We have found that the sGP of Ebola virus dramatically reduces FcγRIIIB-to-CR3 RET on living human neutrophils. This reduction was inferred by studies employing RET imaging, quantitative measurements, and spectrophotometry of single cells. The decrease in RET was found to be dependent upon the concentration of sGP, as illustrated by Fig. 2. One potential mechanism for the reduction in FcγRIIIB-to-CR3 proximity is the dissociation of FcγRIIIB-CR3 complexes, as we have previously noted in studies of saccharides and polysaccharides (e.g., Ref. 9). However, this is apparently not the case for sGP. Surprisingly, the fluorescence staining patterns demonstrated colocalization and cocapping of FcγRIIIB and CR3 in the presence of sGP (Figs. 1 and 5; Table II). A simple explanation consistent with these observations is that sGP may intercalate between FcγRIIIB and CR3, thereby separating the labels by a greater distance and reducing RET, without causing dissociation of FcγRIIIB from CR3. Alternatively, sGP could induce an extraordinary conformational change in the receptors causing the orientation and/or distance between the chromophores to be altered, or sGP could bind to FcγRIIIB in such a fashion that the line of sight between the labels is interrupted, thereby blocking RET. Thus, several lines of evidence support the hypothesis that sGP induces a physical change in the nature of FcγRIIIB-to-CR3 interactions in cell membranes.

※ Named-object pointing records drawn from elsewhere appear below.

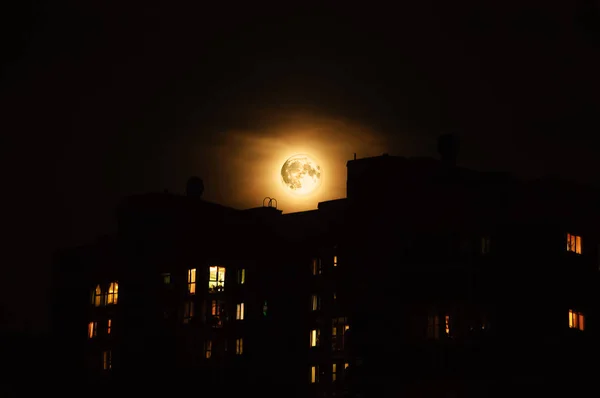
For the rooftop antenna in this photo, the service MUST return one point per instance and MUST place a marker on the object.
(270, 202)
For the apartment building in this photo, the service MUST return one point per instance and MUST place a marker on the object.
(426, 274)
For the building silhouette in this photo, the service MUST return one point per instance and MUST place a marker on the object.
(428, 280)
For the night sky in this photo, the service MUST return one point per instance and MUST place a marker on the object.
(104, 100)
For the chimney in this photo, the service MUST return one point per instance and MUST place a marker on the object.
(448, 149)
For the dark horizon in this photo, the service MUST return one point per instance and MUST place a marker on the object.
(101, 102)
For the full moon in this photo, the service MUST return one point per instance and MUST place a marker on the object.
(301, 174)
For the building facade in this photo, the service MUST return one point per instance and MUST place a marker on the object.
(428, 279)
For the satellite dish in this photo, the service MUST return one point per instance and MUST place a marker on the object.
(195, 187)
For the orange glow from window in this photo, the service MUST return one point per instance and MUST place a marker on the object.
(97, 296)
(316, 266)
(208, 349)
(314, 374)
(239, 315)
(107, 360)
(315, 302)
(576, 320)
(314, 337)
(92, 327)
(192, 281)
(574, 243)
(113, 293)
(216, 279)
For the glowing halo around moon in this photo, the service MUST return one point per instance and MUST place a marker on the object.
(301, 175)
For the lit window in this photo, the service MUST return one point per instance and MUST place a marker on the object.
(188, 311)
(314, 337)
(97, 296)
(192, 281)
(316, 266)
(576, 320)
(107, 360)
(113, 293)
(216, 279)
(314, 374)
(315, 302)
(574, 243)
(485, 245)
(433, 327)
(339, 326)
(239, 314)
(216, 310)
(92, 329)
(207, 349)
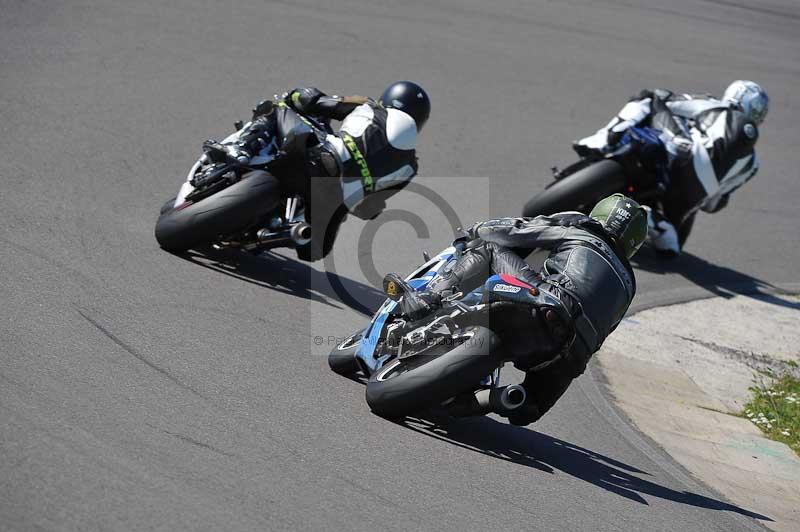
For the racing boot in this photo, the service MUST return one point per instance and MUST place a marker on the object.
(412, 304)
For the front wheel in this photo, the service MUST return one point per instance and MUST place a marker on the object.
(226, 212)
(405, 386)
(342, 359)
(579, 191)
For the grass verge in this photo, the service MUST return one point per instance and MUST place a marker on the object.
(775, 409)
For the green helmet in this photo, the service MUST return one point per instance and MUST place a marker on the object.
(623, 219)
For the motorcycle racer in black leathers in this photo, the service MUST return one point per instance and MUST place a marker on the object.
(369, 158)
(711, 151)
(587, 270)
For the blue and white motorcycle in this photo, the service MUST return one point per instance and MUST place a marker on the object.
(451, 358)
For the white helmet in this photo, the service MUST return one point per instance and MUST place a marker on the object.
(749, 97)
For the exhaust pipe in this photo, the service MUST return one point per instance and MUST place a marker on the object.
(297, 235)
(500, 401)
(301, 233)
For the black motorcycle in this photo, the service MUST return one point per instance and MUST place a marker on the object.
(235, 194)
(450, 359)
(636, 168)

Although a simple sGP intercalation model may be a considerable advance in our understanding of sGP’s effect on neutrophils, it is only a partial explanation. Although previous studies have shown that anti-FcγRIIIB clone 3G8 blocks sGP binding to cells (4), FcγRIIIB apparently is a necessary but insufficient condition because transfectants expressing CR3 and FcγRIIIB were unable to bind sGP (our unpublished observations). We speculate that another unidentified component of these CR3-containing membrane complexes participates in sGP-to-cell binding. Nonetheless, sGP binding diminishes cell function. Immune complexes, which activate neutrophil metabolic flux (26), are unable to do so in the presence of sGP, but can in the presence of control supernatants (our unpublished observations). Similarly, the percentage of neutrophils binding or internalizing IgG-opsonized SRBCs is reduced from 51 ± 15% in the presence of Fab fragments of anti-FcRII (clone IV.3) to 8 ± 8% in the presence of both anti-FcRII and sGP (data not shown). Thus, whatever the sufficient conditions are for sGP binding to cells might be, FcγRIIIB-mediated functions and its normal physical interactions with CR3 are disrupted.

We suggest that a step in the pathogenic effects of Ebola virus infections involves the disruption of normal FcγRIIIB-to-CR3 interactions by sGP. However, this disruption may not be limited to FcγRIIIB-mediated cell activation. Our findings raise the interesting possibility that rationally designed compounds directed at exodomain receptor-integrin interactions may be useful as anti-inflammatory drugs.